Dentre os fundadores, só há um vivo, e o núcleo que hoje controla a facção é outro, encabeçado por Marcola. Como houve essa mudança?
De 1993 a 1999, eles passam um período de confrontação com o Estado, com resgates, pressão no sistema penitenciário. Em 1999 e 2000, acontecem rebeliões em Taubaté e dois dos fundadores são executados. A morte desses dois fundadores significa o fim do poder daquela linhagem inicial e a ascensão de uma nova liderança. Daí surgem outros líderes como o Gegê do Mangue, o Gulu, o Marcola, que não estavam na formação original. Agora eles ascendem ao poder.
O que ajuda a entender a expansão do PCC no País?
O PCC se aproveitou de um vácuo que existia na América do Sul, especialmente no Brasil e ocupou esse espaço. Como não havia antagonistas, cresceu com facilidade.
É icônico a série de ataques em 2006. Por que eles não têm optado novamente por essa estratégia?
Eles não buscam a atenção e se puderem negar que fazem parte da facção, eles negarão. Essa é a estratégia. Por esse motivo, não vemos mais ataques. E isso deve seguir até o momento que eles sofram uma afronta direta, sendo atingidos em algum interesse primordial.
Em mais de uma oportunidade, o senhor fala no livro que o Estado agiu de forma covarde ao atender pedidos da facção para fazer cessar rebeliões, por exemplo. Qual o papel do Estado, da polícia ao Judiciário, na expansão da facção?
Se o Estado fosse perfeito, não existiria facção, mas também não teria problema na Saúde e Educação. O Estado não é perfeito. Houve momentos de combate efetivo, mas houve erros também. Penso que dada a expansão deles, o Estado deveria se projetar para o futuro. Hoje é fácil falar, olhando para trás. Hoje, ainda temos dificuldades no que cabe ao Poder Executivo e também ao Legislativo, que não permite, por exemplo, o isolamento. Como vamos parar uma liderança se não podemos isolá-la? Essa é uma questão que o Estado tem que se debruçar para chegar a uma conclusão e a alguma medida mais eficaz.

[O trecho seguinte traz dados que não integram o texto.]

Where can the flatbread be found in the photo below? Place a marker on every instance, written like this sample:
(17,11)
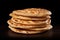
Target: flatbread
(33,12)
(25,31)
(18,25)
(48,27)
(28,18)
(30,22)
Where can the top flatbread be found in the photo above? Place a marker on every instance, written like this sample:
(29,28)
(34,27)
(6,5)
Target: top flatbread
(33,12)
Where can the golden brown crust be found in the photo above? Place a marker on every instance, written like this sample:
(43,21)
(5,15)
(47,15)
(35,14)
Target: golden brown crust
(23,26)
(29,18)
(16,20)
(33,12)
(25,32)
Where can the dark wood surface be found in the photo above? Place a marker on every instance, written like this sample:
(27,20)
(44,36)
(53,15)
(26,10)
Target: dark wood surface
(7,6)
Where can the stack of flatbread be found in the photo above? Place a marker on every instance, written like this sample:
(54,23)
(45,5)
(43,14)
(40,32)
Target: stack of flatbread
(30,20)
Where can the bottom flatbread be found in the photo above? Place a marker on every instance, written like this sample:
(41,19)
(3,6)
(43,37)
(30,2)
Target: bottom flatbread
(27,31)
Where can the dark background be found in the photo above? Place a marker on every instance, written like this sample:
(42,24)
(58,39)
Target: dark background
(7,6)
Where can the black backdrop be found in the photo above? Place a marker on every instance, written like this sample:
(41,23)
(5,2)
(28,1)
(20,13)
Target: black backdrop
(7,6)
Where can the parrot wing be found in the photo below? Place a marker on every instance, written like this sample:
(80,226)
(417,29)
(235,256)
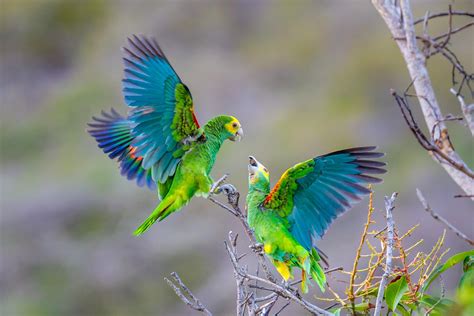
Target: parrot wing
(113,135)
(313,193)
(164,126)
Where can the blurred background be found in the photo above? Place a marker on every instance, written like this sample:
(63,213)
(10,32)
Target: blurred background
(303,77)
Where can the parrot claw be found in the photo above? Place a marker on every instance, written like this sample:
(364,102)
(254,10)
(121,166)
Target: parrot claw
(215,187)
(257,248)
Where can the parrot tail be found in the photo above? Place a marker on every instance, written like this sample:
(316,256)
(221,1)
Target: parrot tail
(317,273)
(167,206)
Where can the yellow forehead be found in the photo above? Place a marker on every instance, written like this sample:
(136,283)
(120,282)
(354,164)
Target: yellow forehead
(233,126)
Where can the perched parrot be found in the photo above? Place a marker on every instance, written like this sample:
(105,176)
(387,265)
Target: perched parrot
(295,214)
(160,142)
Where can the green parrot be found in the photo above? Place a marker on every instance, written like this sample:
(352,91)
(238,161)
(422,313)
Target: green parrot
(160,142)
(289,219)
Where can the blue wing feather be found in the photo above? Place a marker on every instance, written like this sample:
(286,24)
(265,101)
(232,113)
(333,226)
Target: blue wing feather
(113,134)
(334,185)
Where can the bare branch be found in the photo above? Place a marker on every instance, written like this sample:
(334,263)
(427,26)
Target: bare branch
(437,217)
(182,291)
(467,111)
(389,206)
(437,15)
(242,274)
(234,209)
(399,20)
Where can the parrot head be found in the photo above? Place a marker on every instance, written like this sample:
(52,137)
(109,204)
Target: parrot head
(259,177)
(234,128)
(224,127)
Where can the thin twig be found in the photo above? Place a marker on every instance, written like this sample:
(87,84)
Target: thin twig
(280,290)
(467,111)
(437,15)
(437,217)
(182,291)
(389,206)
(359,249)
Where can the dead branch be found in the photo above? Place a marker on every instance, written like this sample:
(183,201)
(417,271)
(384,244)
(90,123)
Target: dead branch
(185,294)
(439,218)
(398,17)
(425,142)
(467,111)
(389,206)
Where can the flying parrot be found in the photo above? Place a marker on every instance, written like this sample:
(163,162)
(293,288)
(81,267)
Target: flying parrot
(160,143)
(295,214)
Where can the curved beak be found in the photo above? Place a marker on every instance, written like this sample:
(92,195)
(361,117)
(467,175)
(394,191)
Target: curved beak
(238,135)
(253,165)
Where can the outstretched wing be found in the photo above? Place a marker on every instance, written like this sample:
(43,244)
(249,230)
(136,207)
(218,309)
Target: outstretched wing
(112,133)
(313,193)
(163,122)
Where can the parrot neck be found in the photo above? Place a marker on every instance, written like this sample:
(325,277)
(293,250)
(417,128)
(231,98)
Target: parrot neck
(255,198)
(213,143)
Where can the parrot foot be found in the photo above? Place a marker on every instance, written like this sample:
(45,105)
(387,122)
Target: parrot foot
(257,248)
(227,189)
(215,187)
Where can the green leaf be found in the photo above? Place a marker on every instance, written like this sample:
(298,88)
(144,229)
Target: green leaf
(436,306)
(452,261)
(395,291)
(403,310)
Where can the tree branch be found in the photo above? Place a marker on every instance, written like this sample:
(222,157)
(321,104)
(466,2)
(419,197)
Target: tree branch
(467,111)
(399,20)
(389,206)
(182,291)
(437,217)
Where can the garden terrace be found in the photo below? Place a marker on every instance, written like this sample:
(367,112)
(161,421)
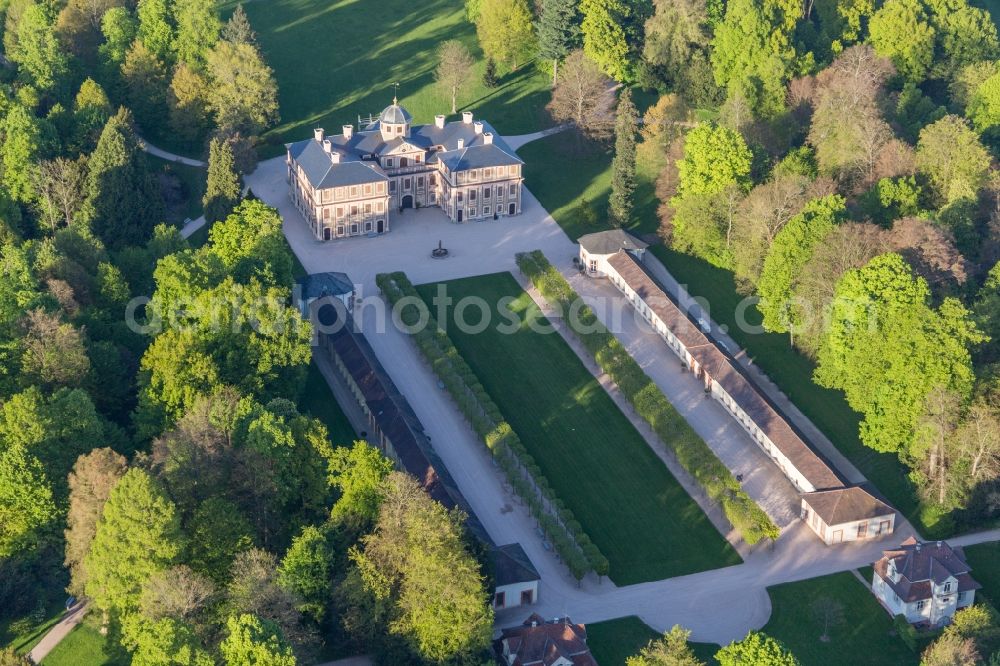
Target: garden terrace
(598,464)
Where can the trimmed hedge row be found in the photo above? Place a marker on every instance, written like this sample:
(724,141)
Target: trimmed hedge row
(649,402)
(525,476)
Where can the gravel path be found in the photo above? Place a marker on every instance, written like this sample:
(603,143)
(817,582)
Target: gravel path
(163,154)
(68,622)
(718,605)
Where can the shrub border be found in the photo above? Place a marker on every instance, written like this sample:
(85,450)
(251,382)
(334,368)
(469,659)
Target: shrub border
(556,521)
(650,403)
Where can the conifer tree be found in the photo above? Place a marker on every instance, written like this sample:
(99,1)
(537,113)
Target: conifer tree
(558,29)
(123,202)
(222,192)
(623,165)
(237,30)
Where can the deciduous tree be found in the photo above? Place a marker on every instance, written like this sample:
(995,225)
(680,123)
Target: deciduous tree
(715,158)
(752,53)
(60,186)
(758,649)
(416,557)
(243,93)
(790,252)
(505,31)
(583,97)
(137,536)
(612,35)
(90,484)
(454,70)
(37,51)
(198,28)
(881,325)
(123,203)
(306,571)
(954,160)
(359,472)
(671,650)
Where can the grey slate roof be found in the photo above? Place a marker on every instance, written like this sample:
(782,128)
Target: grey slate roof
(920,564)
(730,377)
(609,242)
(322,172)
(845,505)
(511,565)
(395,114)
(319,285)
(359,149)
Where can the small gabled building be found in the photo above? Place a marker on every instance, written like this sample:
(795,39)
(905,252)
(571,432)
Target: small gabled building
(924,582)
(835,510)
(516,577)
(597,248)
(536,642)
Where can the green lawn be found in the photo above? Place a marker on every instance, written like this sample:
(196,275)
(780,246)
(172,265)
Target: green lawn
(862,638)
(622,494)
(83,646)
(317,400)
(23,633)
(336,60)
(985,562)
(613,641)
(192,188)
(561,190)
(792,372)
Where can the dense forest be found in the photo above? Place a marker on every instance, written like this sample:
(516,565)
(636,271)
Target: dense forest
(837,156)
(152,455)
(839,159)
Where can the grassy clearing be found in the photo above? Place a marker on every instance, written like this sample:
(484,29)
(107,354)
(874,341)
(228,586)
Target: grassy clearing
(792,372)
(613,641)
(83,645)
(864,637)
(22,634)
(187,203)
(336,60)
(317,400)
(588,177)
(622,494)
(984,559)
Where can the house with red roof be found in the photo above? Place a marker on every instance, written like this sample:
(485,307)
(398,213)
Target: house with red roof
(538,642)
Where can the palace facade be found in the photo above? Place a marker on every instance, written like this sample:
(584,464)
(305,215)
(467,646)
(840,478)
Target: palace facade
(348,184)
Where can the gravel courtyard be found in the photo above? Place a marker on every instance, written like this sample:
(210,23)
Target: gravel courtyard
(718,605)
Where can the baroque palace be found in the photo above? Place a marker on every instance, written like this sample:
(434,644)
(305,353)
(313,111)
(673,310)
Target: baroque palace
(347,184)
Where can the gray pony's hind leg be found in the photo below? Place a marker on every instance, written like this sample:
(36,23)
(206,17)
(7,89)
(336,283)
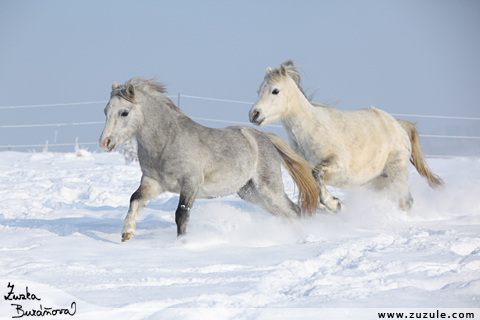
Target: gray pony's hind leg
(187,198)
(148,189)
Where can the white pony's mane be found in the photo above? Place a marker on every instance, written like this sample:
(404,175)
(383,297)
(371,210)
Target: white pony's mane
(146,86)
(293,72)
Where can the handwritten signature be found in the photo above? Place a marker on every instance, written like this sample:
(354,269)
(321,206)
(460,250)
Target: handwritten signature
(41,311)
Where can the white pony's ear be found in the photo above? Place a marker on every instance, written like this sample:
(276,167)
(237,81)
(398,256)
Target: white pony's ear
(131,89)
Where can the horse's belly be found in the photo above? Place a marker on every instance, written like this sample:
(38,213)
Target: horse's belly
(223,185)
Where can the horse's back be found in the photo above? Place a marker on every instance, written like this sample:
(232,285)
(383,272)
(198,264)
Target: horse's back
(366,140)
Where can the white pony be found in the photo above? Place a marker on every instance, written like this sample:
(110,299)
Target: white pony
(347,148)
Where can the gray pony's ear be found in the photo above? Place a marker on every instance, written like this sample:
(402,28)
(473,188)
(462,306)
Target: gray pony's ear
(131,90)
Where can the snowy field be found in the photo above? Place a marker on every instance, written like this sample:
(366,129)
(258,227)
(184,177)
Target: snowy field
(61,217)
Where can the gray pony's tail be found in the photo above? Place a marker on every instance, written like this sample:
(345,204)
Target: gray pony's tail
(417,159)
(301,172)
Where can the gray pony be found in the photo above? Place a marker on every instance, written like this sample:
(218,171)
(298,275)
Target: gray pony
(179,155)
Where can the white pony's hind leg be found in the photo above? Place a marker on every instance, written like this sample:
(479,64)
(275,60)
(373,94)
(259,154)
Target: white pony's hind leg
(394,179)
(326,201)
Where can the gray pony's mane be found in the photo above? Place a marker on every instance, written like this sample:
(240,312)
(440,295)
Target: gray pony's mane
(149,86)
(293,72)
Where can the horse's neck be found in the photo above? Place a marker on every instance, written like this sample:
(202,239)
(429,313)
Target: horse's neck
(159,127)
(303,122)
(303,116)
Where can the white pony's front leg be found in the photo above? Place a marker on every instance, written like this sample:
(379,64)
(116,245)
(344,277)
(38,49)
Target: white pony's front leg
(148,189)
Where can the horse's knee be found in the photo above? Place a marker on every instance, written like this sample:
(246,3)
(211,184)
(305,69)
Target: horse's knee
(406,203)
(182,215)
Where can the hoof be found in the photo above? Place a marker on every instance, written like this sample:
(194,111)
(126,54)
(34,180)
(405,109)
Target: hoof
(126,236)
(341,207)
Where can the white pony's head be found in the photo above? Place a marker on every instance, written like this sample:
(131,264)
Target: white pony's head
(124,116)
(279,88)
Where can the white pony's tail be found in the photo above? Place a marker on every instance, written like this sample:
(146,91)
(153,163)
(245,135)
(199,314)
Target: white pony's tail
(417,159)
(301,172)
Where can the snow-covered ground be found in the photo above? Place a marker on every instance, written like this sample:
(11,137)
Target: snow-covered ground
(61,217)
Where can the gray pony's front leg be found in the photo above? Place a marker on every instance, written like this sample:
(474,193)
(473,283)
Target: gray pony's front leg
(182,214)
(148,189)
(326,202)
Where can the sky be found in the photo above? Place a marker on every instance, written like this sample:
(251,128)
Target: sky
(405,57)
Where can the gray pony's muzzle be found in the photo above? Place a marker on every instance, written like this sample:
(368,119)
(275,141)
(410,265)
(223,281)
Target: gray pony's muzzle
(254,116)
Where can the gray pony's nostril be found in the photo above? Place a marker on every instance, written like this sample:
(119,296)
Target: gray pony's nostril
(254,116)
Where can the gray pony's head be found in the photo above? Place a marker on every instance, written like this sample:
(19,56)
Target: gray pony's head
(124,115)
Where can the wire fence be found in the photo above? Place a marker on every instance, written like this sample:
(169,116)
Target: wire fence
(195,118)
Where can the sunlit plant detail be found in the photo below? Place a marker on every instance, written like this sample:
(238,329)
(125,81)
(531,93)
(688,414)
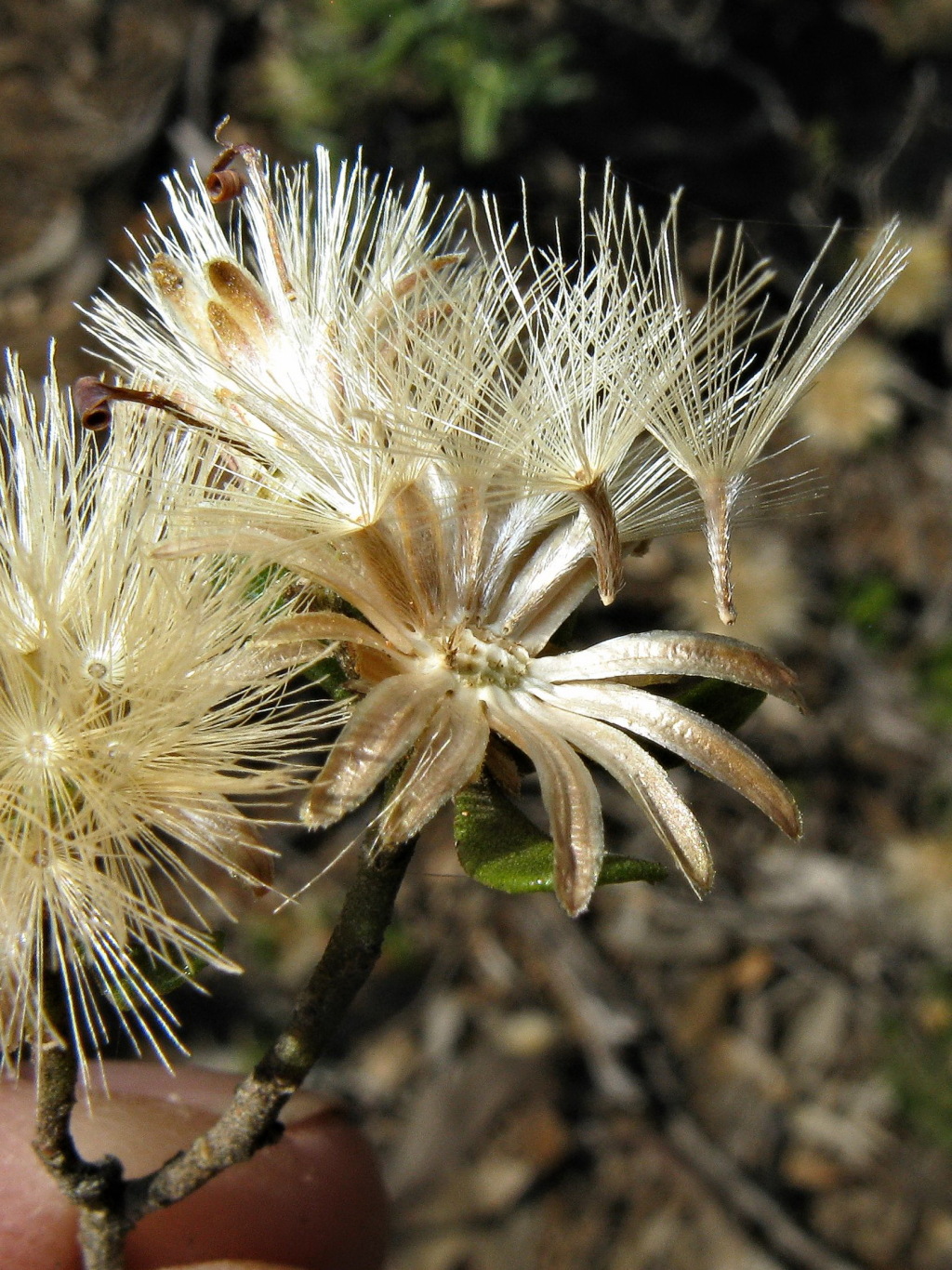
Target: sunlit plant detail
(131,695)
(461,446)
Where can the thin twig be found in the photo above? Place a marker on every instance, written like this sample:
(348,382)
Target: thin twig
(252,1119)
(110,1207)
(96,1187)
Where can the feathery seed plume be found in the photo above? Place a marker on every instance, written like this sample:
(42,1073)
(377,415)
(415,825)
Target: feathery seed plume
(131,694)
(461,447)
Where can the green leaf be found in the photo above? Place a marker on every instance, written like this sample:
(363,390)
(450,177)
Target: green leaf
(162,978)
(501,849)
(726,704)
(329,673)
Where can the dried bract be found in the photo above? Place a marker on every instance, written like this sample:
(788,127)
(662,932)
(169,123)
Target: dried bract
(131,693)
(461,446)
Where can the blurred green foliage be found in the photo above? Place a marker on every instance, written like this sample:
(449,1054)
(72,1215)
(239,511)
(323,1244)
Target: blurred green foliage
(919,1064)
(330,59)
(934,683)
(871,604)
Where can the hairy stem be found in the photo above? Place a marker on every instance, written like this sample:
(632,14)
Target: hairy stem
(110,1207)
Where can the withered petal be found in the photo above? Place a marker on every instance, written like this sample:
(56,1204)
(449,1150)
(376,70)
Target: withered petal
(444,759)
(674,653)
(324,627)
(382,728)
(645,780)
(695,739)
(569,795)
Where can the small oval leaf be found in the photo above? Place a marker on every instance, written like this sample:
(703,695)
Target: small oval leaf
(500,847)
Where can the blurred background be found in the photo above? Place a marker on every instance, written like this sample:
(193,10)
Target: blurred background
(761,1081)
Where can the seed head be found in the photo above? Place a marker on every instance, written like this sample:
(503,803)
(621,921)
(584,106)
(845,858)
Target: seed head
(131,691)
(461,447)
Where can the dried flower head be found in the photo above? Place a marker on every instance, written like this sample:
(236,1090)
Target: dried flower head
(131,694)
(461,446)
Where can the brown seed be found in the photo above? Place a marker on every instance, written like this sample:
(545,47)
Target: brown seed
(240,294)
(223,186)
(91,400)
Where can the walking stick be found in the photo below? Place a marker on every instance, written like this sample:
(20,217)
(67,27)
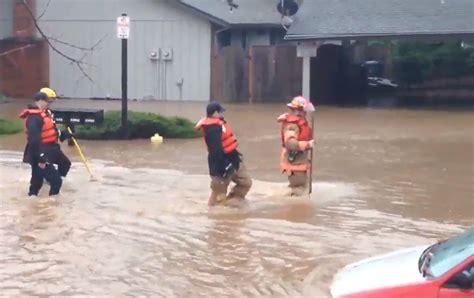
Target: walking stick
(310,189)
(84,160)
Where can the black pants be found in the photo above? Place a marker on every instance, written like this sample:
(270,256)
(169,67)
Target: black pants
(50,174)
(56,156)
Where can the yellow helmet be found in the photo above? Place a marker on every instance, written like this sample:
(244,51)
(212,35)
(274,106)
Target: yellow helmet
(50,92)
(301,103)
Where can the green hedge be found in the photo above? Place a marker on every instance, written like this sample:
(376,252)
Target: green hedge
(415,62)
(141,125)
(10,126)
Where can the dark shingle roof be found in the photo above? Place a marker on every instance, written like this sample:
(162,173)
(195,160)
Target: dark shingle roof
(249,12)
(327,19)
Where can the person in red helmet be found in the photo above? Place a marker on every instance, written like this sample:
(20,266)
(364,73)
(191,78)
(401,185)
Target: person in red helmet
(297,141)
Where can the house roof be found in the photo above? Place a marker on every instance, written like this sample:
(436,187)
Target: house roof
(249,12)
(339,19)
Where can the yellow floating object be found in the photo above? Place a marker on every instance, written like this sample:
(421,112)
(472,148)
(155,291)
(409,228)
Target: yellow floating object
(156,139)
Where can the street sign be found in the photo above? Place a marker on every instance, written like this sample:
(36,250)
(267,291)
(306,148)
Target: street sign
(123,27)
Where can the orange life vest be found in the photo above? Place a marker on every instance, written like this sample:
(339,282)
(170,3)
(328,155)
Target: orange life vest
(304,136)
(49,133)
(229,142)
(305,130)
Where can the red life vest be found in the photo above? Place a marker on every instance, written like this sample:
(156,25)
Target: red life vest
(49,133)
(229,142)
(305,130)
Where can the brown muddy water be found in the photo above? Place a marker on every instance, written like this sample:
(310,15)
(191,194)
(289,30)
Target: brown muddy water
(384,179)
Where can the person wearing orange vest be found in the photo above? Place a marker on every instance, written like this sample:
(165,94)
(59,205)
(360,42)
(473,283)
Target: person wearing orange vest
(42,150)
(224,161)
(296,140)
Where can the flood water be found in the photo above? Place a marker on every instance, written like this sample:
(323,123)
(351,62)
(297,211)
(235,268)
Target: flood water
(384,179)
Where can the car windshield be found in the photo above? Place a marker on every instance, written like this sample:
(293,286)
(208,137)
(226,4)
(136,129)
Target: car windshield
(452,252)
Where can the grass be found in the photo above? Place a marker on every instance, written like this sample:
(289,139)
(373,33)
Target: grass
(10,126)
(141,125)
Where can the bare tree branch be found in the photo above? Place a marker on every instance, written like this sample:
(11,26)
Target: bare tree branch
(92,48)
(79,63)
(15,50)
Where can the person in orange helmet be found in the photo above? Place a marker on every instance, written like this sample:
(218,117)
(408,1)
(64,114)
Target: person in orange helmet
(297,141)
(224,160)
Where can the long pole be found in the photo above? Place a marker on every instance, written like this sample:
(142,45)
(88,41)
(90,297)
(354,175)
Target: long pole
(124,86)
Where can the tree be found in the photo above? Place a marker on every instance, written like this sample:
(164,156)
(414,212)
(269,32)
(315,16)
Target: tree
(50,40)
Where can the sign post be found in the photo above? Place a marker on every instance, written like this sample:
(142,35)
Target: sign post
(123,33)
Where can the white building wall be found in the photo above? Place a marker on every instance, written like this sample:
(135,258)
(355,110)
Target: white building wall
(155,24)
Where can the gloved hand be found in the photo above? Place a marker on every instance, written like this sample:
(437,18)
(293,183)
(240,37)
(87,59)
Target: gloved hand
(65,135)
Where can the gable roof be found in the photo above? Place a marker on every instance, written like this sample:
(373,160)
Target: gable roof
(338,19)
(249,12)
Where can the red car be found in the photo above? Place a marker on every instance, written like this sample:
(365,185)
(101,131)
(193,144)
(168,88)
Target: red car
(441,270)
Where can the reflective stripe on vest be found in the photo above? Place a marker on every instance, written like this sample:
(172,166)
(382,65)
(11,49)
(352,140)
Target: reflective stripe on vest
(49,133)
(229,142)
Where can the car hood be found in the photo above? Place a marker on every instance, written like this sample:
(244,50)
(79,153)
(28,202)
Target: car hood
(390,270)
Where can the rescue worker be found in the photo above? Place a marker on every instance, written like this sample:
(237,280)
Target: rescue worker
(297,140)
(56,156)
(42,150)
(225,162)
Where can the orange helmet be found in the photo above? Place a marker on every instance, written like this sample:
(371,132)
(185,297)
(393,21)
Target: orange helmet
(301,103)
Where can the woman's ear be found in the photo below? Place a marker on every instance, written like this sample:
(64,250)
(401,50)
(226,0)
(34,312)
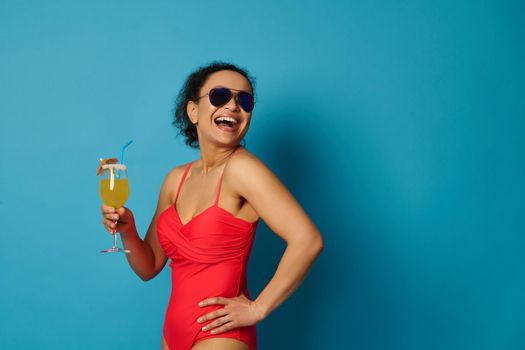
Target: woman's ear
(192,110)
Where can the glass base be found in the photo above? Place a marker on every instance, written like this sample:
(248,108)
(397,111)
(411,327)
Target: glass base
(116,250)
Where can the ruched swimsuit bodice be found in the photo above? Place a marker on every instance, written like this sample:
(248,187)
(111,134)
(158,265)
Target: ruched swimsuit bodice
(209,256)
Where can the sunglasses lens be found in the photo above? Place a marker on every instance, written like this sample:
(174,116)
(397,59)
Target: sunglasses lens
(220,96)
(246,101)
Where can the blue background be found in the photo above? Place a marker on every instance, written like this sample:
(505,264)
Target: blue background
(398,125)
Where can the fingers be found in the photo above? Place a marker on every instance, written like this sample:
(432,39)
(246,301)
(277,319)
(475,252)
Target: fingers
(212,301)
(225,325)
(220,322)
(212,315)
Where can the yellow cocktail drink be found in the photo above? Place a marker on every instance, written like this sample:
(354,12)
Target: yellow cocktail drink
(117,196)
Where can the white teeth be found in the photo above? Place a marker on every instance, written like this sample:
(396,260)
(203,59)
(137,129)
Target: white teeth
(227,119)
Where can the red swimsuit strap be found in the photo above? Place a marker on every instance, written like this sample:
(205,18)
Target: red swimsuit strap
(182,180)
(220,181)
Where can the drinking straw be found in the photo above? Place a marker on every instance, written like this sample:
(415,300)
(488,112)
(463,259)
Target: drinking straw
(122,151)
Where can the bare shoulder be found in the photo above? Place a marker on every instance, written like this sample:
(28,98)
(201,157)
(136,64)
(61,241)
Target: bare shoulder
(171,181)
(247,173)
(245,164)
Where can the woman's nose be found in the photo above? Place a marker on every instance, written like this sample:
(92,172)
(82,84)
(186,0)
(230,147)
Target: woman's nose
(232,104)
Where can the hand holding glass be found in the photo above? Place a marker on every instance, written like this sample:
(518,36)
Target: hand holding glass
(114,190)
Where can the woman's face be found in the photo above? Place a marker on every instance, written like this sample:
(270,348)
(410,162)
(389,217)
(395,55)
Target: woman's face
(225,125)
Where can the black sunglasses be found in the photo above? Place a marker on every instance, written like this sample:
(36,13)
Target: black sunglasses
(219,96)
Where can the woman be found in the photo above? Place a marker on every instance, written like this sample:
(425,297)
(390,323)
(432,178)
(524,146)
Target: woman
(206,217)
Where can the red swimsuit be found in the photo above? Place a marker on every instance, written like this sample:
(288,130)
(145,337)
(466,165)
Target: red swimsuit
(208,255)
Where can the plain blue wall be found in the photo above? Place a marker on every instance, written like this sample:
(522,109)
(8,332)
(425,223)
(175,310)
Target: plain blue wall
(397,124)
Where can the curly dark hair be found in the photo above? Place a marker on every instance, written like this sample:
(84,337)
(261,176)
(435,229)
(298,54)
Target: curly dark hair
(190,92)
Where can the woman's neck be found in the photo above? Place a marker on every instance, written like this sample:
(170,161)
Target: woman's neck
(212,157)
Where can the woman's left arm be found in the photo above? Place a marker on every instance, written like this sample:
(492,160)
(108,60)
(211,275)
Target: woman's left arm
(284,216)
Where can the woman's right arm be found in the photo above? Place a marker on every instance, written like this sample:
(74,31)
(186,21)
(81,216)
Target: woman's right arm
(147,257)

O ano de 2017 começou com centenas de mortes relacionadas a briga entre facções, do PCC com o Comando Vermelho e núcleos regionais. Conseguimos entender melhor essa situação agora?
Vejo tudo como um reflexo da morte do Rafaat (Jorge Rafaat, morto na fronteira do Brasil com o Paraguai em junho de 2016). Isso gerou o estabelecimento da força do PCC na rota da Bolívia ao Brasil, passando pelo Paraguai, e a quase um monopólio nos negócios do tráfico de cocaína. Quase um monopólio porque a rota alternativa é a do Rio Solimões, dominada agora pela Família do Norte, que se impôs ante o PCC no Amazonas. Com fornecedor próprio, a facção tem força e recursos próprios.
A situação indica que o PCC terá ainda mais força no futuro?
Precisamos de uma reação do Estado, e deve envolver não só São paulo, mas outros Estados, pensando ainda em um sistema de cooperação internacional com Paraguai e Bolívia para que possamos atuar na causa, na origem. Em outra medida, precisamos pensar a forma como queremos combater o tráfico hoje, entendo o crime na sua integralidade. O que há hoje são empresas do crime, com gerentes e soldados, não há mais o tráfico romântico. O PCC já se tornou um cartel internacional. A situação brasileira não é confortável. No Rio, o que vemos acontecer hoje tem paralelo com o que aconteceu no México. O Brasil está chegando a um estado crítico em alguns pontos e há necessidade de um empenho nacional e internacional para abordar essa questão.